J. Robert Cooke, dean of the faculty at Cornell, says one fear was that the faculty didn't want another distance-education provider buying the university's brand name. Mr. Cooke also served on a faculty advisory committee that the Cornell administration formed to handle faculty concerns about eCornell.

Cornell is hoping that plenty of potential students want to pay for eCornell certification programs. eCornell already has about 100 students, with more than 20 in the human-resources program, says Roy Swanson, eCornell's vice president for business development and corporate sales. He says he expects that by June 2002, eCornell will have between 4,000 and 5,000 students participating in 18 programs.

The human-resources program is the first entire sequence of noncredit professional-certification courses that eCornell has offered. Last June, eCornell started offering two of what will eventually be a total of six courses from the Hospital for Special Surgery at Cornell's Weill Medical College, Mr. Swanson says. A full six-course program from the Cornell School of Hotel Administration is due to come online in spring 2002.

eCornell's optimism contrasts with the drubbing some other universities' for-profit distance-learning projects have taken in the shrinking Internet economy. Columbia University subsidizes almost all of its project, Fathom. It had joined with partners -- including the University of Chicago, the New York Public Library, and other institutions -- and originally intended to earn money on marketing fees and from selling books and courses. Temple University pulled the plug on Virtual Temple last July when it determined the venture wouldn't earn enough.

"We're different because we're focusing on professional and executive development. This isn't classes to the masses," says Mr. Swanson.

Cornell's board of trustees has allotted $36-million over three years for the project, Mr. Pandolfi said. He wouldn't reveal how much eCornell has spent of its nest egg, but he did say it was spending its money more slowly than it had originally anticipated. He said he expects the company to be profitable in the next two to three years.

Mr. Pandolfi says eCornell will focus on noncredit courses for the next few years and then decide whether to supply for-credit courses.

That might lead to another controversy. Mr. Cooke says that one of the changes demanded by concerned faculty members was limiting eCornell to noncredit professional-certification courses. Cornell also soothed professors' fears by including faculty members in the design process and by slowing the pace of development. Perhaps most important, Cornell agreed to prohibit outside investment in eCornell and used money from its endowment instead, he says.

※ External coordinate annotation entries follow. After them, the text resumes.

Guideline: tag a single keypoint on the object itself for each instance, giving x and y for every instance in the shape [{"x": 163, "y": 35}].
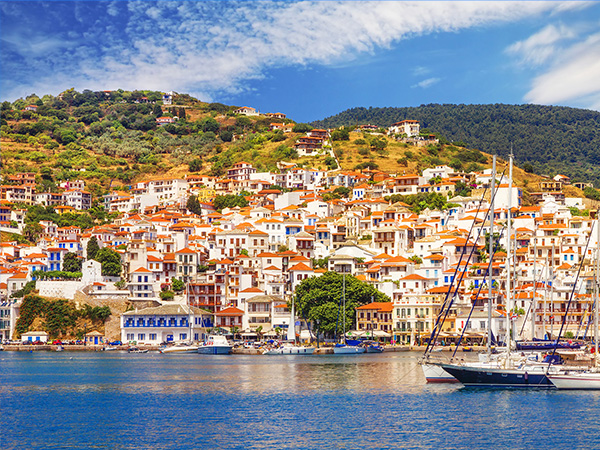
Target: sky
[{"x": 309, "y": 60}]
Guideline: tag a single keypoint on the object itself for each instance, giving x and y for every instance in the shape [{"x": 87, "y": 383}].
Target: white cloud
[
  {"x": 539, "y": 47},
  {"x": 426, "y": 83},
  {"x": 215, "y": 47},
  {"x": 574, "y": 76},
  {"x": 420, "y": 71}
]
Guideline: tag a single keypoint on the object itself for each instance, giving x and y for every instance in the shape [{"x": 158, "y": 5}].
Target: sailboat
[
  {"x": 589, "y": 379},
  {"x": 507, "y": 369},
  {"x": 432, "y": 368},
  {"x": 344, "y": 348}
]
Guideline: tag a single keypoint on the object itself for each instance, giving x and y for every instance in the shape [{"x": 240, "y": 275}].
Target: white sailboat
[{"x": 589, "y": 379}]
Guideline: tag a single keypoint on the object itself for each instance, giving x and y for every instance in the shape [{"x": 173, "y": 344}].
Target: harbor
[{"x": 117, "y": 400}]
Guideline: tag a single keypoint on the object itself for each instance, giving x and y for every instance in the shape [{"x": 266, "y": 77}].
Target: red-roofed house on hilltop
[
  {"x": 241, "y": 171},
  {"x": 408, "y": 127}
]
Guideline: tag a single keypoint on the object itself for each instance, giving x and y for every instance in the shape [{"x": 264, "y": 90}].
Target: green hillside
[
  {"x": 111, "y": 138},
  {"x": 552, "y": 139}
]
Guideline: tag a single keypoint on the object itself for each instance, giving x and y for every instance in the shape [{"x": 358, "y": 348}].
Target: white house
[
  {"x": 408, "y": 127},
  {"x": 166, "y": 323}
]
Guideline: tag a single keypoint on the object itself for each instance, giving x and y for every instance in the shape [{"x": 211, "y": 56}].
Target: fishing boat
[
  {"x": 545, "y": 344},
  {"x": 373, "y": 347},
  {"x": 576, "y": 380},
  {"x": 181, "y": 348},
  {"x": 289, "y": 350},
  {"x": 215, "y": 345},
  {"x": 343, "y": 349},
  {"x": 137, "y": 350}
]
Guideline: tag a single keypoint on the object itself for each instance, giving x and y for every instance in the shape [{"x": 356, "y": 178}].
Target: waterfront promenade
[{"x": 115, "y": 400}]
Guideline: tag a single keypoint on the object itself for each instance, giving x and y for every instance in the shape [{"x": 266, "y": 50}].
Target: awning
[{"x": 355, "y": 333}]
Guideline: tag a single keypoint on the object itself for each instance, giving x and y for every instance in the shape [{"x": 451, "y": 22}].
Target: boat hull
[
  {"x": 214, "y": 350},
  {"x": 290, "y": 351},
  {"x": 576, "y": 381},
  {"x": 180, "y": 351},
  {"x": 349, "y": 350},
  {"x": 497, "y": 377},
  {"x": 435, "y": 374}
]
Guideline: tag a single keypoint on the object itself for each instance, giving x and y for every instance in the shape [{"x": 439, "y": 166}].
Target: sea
[{"x": 116, "y": 400}]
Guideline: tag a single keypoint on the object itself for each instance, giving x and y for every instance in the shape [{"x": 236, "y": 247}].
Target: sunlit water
[{"x": 121, "y": 401}]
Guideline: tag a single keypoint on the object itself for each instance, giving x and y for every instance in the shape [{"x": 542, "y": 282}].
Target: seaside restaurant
[{"x": 34, "y": 336}]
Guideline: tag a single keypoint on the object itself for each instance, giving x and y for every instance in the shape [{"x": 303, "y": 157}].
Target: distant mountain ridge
[{"x": 553, "y": 139}]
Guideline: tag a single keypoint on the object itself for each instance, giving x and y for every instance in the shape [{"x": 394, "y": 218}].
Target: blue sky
[{"x": 308, "y": 59}]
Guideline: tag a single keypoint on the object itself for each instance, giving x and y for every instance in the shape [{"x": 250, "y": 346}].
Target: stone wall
[
  {"x": 58, "y": 289},
  {"x": 118, "y": 305}
]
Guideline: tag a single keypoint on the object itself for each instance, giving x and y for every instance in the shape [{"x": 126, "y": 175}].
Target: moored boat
[
  {"x": 481, "y": 376},
  {"x": 343, "y": 349},
  {"x": 180, "y": 349},
  {"x": 373, "y": 347},
  {"x": 289, "y": 350},
  {"x": 576, "y": 380},
  {"x": 137, "y": 350},
  {"x": 215, "y": 345},
  {"x": 435, "y": 374}
]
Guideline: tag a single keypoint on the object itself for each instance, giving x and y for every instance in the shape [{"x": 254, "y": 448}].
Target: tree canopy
[{"x": 319, "y": 299}]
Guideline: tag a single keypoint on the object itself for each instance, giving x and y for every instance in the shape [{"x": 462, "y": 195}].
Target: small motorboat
[
  {"x": 373, "y": 347},
  {"x": 289, "y": 350},
  {"x": 137, "y": 350},
  {"x": 180, "y": 348},
  {"x": 215, "y": 345},
  {"x": 343, "y": 349}
]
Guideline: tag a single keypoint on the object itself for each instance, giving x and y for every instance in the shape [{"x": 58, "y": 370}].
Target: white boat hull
[
  {"x": 348, "y": 350},
  {"x": 290, "y": 351},
  {"x": 435, "y": 374},
  {"x": 585, "y": 380},
  {"x": 181, "y": 350},
  {"x": 214, "y": 349}
]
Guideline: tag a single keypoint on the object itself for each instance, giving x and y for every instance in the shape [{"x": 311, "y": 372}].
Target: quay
[{"x": 325, "y": 350}]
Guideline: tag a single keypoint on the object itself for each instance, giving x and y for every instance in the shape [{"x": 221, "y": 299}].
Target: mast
[
  {"x": 533, "y": 301},
  {"x": 551, "y": 269},
  {"x": 344, "y": 307},
  {"x": 596, "y": 282},
  {"x": 491, "y": 254},
  {"x": 508, "y": 256},
  {"x": 546, "y": 295}
]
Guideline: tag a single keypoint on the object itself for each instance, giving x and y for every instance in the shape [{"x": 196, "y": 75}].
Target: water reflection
[
  {"x": 121, "y": 372},
  {"x": 117, "y": 400}
]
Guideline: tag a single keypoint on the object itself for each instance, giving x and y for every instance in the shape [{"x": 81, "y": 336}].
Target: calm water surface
[{"x": 121, "y": 401}]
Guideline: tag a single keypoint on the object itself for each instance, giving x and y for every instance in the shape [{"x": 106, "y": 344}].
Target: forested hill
[{"x": 552, "y": 139}]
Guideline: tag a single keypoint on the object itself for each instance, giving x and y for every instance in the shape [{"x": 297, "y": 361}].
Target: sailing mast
[
  {"x": 508, "y": 256},
  {"x": 533, "y": 300},
  {"x": 491, "y": 254},
  {"x": 596, "y": 282},
  {"x": 344, "y": 307}
]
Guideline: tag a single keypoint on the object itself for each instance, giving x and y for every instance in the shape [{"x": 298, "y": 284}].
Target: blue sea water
[{"x": 117, "y": 400}]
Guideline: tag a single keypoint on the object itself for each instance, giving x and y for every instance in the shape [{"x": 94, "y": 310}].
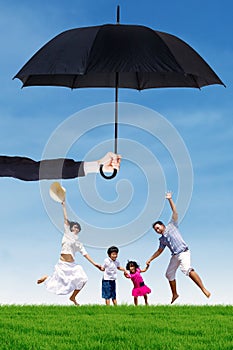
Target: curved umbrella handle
[{"x": 105, "y": 176}]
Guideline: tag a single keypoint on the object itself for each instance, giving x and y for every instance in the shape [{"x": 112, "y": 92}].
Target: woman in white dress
[{"x": 68, "y": 277}]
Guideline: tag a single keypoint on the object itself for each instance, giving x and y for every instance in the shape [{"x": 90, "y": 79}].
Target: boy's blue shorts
[{"x": 109, "y": 289}]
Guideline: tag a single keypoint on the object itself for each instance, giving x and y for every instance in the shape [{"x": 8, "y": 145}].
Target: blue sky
[{"x": 166, "y": 123}]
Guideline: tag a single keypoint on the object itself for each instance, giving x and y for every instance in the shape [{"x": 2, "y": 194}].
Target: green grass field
[{"x": 122, "y": 327}]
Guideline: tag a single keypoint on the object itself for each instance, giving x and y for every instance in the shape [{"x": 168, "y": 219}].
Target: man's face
[
  {"x": 113, "y": 256},
  {"x": 159, "y": 228}
]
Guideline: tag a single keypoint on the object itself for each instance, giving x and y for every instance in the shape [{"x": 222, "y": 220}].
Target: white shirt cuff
[{"x": 91, "y": 167}]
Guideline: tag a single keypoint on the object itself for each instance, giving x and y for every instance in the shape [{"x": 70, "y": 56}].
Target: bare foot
[
  {"x": 206, "y": 292},
  {"x": 42, "y": 279},
  {"x": 174, "y": 297},
  {"x": 74, "y": 301}
]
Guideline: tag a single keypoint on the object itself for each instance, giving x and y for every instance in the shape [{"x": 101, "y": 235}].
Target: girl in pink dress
[{"x": 140, "y": 289}]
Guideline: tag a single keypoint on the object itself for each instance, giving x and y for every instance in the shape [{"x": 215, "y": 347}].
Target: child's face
[
  {"x": 113, "y": 256},
  {"x": 132, "y": 269}
]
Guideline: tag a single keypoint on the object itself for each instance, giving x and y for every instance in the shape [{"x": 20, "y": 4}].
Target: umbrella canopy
[
  {"x": 119, "y": 56},
  {"x": 142, "y": 57}
]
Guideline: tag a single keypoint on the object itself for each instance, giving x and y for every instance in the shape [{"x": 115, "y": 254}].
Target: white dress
[{"x": 67, "y": 276}]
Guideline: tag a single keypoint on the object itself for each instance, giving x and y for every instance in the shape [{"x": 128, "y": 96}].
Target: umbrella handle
[{"x": 105, "y": 176}]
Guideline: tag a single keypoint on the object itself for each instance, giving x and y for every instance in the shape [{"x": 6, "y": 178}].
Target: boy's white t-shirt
[{"x": 110, "y": 272}]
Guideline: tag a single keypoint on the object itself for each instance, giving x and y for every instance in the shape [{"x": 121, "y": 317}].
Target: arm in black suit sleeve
[{"x": 30, "y": 170}]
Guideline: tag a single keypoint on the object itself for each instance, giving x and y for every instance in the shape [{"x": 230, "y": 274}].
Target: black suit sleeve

Risa L. Lieberwitz, an associate professor in the School of Industrial and Labor Relations who teaches labor law, opposed eCornell last year out of principle and still does. She says for-profit education is inconsistent with the goals of public education.

"Academic freedom and legitimacy at a university is based on the division of teaching and research from funders," Ms. Lieberwitz says.

Mr. Pandolfi says eCornell was established as a for-profit company so that it could respond more quickly to the business environment. It wasn't intended to go public, unlike many other university-bred distance-education companies. He says he doubts eCornell ever will go public, because the university would most likely want to retain complete control of the academic content of courses the company offers.

That reassurance aside, people like Ms. Lieberwitz and Mr. Cooke, the dean of the faculty, are still disappointed.

"I would have been happier if it were nonprofit instead of for-profit, but at least it was done with Cornell so we can make the standards," Mr. Cooke says.